I have never gone from laughing about a strange exchange about Fruit Loops, to a vicious murder, to a death so weird that one can only burst is a surprised laugh. Kraftidioten is not afraid to dole out some quite gruesome violence which will makes you squirm in discomfort, but will then take the edge off with some weird out of place humour that will keep you watching this deceptively simple story.
Skarsgård anchors the film perfectly with his every man appearance. All of his actions appear to be calm and without over exuberance, giving this unassuming character the aura of a vicious opponent without alienating the audience. His descent into the underworld of Norway is quite brilliantly done through his understated delivery and deadpan humour that makes him a memorable character that straddles the line of hero and mass murderer.

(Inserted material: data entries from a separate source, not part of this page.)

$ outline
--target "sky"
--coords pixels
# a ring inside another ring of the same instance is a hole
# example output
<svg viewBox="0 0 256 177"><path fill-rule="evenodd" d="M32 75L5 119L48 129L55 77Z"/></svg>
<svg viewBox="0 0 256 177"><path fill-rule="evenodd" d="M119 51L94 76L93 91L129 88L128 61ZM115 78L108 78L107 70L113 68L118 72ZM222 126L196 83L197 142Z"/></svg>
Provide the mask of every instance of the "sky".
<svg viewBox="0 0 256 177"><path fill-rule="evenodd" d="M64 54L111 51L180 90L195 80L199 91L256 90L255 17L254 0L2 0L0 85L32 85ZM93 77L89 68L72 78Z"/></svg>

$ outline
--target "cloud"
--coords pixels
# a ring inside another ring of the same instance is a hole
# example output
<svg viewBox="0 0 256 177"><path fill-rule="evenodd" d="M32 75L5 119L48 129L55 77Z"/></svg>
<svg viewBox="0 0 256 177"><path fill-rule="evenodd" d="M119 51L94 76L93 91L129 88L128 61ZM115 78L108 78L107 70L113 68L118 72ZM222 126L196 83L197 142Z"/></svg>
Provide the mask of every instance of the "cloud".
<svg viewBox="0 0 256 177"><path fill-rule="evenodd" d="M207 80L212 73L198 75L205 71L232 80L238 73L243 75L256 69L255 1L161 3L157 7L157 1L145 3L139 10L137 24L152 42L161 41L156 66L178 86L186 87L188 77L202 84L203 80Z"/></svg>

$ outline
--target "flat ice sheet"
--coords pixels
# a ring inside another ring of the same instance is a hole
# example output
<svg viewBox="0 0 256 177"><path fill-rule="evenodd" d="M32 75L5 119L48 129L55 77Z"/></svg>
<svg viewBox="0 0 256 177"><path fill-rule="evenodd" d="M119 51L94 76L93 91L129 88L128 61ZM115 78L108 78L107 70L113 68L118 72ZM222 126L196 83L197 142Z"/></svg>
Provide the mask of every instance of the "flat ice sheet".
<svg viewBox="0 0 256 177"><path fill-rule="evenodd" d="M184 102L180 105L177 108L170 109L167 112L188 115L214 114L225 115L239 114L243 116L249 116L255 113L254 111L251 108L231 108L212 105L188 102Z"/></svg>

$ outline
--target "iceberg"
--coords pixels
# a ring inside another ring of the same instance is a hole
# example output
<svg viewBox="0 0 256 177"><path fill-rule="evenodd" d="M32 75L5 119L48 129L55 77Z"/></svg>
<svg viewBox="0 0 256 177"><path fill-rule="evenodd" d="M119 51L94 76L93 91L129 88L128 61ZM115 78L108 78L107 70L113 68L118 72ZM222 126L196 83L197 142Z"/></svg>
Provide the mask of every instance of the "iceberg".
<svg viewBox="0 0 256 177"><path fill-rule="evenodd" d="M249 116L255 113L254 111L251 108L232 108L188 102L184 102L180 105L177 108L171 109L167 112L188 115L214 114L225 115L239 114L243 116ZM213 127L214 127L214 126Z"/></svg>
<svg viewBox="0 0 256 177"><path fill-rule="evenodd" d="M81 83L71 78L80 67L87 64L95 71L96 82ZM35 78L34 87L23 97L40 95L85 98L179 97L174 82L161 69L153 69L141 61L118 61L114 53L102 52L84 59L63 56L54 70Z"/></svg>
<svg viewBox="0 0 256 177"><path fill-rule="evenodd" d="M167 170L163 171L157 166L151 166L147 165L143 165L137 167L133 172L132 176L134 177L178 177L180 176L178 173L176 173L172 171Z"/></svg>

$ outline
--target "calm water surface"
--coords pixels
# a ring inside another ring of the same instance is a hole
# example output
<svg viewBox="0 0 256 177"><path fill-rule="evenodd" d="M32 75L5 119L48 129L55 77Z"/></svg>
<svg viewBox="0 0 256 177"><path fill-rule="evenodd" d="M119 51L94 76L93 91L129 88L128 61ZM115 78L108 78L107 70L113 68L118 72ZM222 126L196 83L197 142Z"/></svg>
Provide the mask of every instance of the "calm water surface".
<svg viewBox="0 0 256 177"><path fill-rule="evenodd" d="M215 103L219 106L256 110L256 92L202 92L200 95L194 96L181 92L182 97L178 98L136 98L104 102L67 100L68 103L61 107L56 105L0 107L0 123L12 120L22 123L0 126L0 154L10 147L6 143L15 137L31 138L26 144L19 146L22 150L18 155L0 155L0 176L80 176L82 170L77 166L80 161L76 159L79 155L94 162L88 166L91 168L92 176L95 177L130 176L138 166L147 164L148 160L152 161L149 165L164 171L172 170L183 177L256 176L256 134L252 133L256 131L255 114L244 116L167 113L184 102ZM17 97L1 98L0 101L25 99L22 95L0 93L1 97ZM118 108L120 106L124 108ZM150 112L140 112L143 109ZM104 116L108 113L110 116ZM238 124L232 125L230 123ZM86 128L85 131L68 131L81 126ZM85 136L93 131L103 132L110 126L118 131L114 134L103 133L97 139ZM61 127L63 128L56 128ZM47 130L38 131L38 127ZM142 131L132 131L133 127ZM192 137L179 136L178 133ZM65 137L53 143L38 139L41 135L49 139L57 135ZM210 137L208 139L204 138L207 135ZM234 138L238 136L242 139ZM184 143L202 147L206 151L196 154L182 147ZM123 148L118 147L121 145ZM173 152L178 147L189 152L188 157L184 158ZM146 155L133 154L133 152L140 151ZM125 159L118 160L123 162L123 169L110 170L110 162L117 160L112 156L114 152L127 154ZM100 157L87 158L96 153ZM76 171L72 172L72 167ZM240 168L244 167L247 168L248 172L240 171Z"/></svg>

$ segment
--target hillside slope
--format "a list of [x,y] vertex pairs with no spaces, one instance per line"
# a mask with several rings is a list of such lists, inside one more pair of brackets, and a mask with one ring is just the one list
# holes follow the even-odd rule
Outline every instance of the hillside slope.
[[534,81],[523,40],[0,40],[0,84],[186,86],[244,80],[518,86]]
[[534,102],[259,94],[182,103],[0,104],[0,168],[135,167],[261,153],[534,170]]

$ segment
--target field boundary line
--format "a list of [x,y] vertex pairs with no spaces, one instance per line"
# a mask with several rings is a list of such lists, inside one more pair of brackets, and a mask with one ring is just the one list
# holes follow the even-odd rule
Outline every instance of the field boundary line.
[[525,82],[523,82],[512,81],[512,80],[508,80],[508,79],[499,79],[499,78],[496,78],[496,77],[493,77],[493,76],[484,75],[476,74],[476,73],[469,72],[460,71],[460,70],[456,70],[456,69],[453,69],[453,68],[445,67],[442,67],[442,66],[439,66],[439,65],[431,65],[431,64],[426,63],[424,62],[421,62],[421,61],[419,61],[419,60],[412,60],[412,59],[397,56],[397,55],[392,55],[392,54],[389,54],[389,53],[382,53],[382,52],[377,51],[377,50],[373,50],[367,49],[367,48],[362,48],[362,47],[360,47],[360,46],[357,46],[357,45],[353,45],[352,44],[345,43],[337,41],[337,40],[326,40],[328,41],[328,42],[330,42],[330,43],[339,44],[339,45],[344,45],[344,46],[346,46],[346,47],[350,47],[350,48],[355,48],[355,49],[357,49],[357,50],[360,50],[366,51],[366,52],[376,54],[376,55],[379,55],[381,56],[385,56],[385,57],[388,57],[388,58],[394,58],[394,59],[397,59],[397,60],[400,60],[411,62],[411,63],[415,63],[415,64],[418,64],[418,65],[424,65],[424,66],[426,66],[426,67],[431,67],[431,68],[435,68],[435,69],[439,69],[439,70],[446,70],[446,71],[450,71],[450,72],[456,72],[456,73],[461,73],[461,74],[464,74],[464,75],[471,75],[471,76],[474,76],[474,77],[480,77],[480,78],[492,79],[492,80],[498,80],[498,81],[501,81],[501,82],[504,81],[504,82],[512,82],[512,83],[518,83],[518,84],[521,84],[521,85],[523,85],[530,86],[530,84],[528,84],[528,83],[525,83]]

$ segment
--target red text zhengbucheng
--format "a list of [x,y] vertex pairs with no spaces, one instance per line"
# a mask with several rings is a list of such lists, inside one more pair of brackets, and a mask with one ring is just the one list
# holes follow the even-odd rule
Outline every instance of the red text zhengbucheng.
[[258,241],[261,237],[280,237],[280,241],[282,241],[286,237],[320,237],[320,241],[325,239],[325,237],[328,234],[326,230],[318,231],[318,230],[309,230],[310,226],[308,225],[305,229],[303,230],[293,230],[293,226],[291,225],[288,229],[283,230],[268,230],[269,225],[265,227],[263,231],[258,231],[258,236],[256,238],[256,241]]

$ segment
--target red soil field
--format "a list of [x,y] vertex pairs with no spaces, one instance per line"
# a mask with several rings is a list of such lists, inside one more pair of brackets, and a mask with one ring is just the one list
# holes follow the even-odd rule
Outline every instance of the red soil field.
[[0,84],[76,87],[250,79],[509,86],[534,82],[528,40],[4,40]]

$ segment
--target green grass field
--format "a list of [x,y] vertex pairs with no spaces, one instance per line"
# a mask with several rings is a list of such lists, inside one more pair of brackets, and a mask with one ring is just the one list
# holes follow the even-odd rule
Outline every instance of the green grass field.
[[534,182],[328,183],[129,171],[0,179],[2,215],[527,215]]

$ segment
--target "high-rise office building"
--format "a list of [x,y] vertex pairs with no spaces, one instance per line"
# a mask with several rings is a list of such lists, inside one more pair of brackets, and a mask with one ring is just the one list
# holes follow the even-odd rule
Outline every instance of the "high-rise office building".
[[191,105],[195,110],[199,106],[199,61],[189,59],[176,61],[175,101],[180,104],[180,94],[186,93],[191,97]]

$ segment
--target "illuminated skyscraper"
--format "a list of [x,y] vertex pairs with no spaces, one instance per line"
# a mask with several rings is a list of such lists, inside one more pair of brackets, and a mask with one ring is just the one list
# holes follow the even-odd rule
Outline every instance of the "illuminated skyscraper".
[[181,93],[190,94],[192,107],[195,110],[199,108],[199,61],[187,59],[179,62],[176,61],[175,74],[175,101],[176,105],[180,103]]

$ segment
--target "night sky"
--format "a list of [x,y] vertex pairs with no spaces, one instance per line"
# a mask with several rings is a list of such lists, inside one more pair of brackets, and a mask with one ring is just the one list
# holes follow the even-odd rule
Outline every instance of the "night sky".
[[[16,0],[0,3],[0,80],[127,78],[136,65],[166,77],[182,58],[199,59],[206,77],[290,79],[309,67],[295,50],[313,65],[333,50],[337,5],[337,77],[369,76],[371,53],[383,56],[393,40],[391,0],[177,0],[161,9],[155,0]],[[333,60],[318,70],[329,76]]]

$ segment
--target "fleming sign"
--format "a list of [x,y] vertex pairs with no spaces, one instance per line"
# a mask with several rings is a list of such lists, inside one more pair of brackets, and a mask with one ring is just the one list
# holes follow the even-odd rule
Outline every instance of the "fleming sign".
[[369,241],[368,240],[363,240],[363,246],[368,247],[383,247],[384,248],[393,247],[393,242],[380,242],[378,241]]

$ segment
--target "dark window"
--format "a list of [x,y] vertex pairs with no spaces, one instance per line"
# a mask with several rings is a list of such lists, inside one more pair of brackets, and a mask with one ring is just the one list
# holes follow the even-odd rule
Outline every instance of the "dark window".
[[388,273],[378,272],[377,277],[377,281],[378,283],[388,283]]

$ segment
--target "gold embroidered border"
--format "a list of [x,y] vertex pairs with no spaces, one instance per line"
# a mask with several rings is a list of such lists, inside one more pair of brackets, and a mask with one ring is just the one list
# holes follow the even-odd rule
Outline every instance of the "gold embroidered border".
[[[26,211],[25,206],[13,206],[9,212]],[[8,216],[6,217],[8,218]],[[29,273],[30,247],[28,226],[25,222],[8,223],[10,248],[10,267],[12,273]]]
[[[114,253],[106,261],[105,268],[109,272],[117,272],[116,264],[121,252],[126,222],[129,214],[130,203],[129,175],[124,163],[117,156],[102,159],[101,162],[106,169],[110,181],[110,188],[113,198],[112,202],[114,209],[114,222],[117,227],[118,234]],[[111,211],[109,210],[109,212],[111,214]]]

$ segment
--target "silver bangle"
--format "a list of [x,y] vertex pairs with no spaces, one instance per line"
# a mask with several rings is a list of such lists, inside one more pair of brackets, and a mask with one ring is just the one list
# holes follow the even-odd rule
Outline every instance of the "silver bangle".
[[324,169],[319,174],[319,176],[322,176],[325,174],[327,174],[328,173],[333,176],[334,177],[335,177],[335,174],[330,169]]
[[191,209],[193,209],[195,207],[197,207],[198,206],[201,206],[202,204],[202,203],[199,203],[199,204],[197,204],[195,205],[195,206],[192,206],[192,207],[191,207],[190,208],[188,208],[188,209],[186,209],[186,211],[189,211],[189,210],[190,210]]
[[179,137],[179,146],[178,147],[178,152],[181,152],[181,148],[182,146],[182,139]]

Pål Sverre Valheim Hagen also puts in a sterling turn as as the villainous vegan Greven who, although unable to discern between Albanians and Serbians, be a “good” father to Rune (Jack Sødahl Moland)who refuses to talk work around his son, as well as unafraid to get his hands dirty, if not his suit. Hagen perfectly mixes a certain suavity and brutality, making him a captivating villain which, while not having that certain edge to make him stand out like the greats, will certainly entertain you while he remains on screen.
Kraftidioten does an excellent job of weaving in smaller stories that keep you gripped while all the main action is taking place. From the names and religious burial type of all the characters depicted when a character is almost inevitably killed off, to the small interactions between the gangstas waiting for their target, to a surprising injection of LGBT issues with hit-men Geir (Anders Baasmo Christiansen) and Aron Horowitz (Jakob Oftebro) discussing how their boss will disapprove of their relationship if he finds out and the occasional probe into migration into Norway, particularly against the Serbian gang. It’s all these little bits that help Kraftidioten define itself against its competitors and make it stand out in a strange yet wonderful way
Kraftidioten promises to be nothing more than what is says on the box yet somehow delivers a much more intriguing story that humanises each character before having them beat up and blown to oblivion. It’s certainly worth a viewing and, while it doesn’t pose too as many philosophical questions as Jagten, it certainly hits as hard in the entertainment department.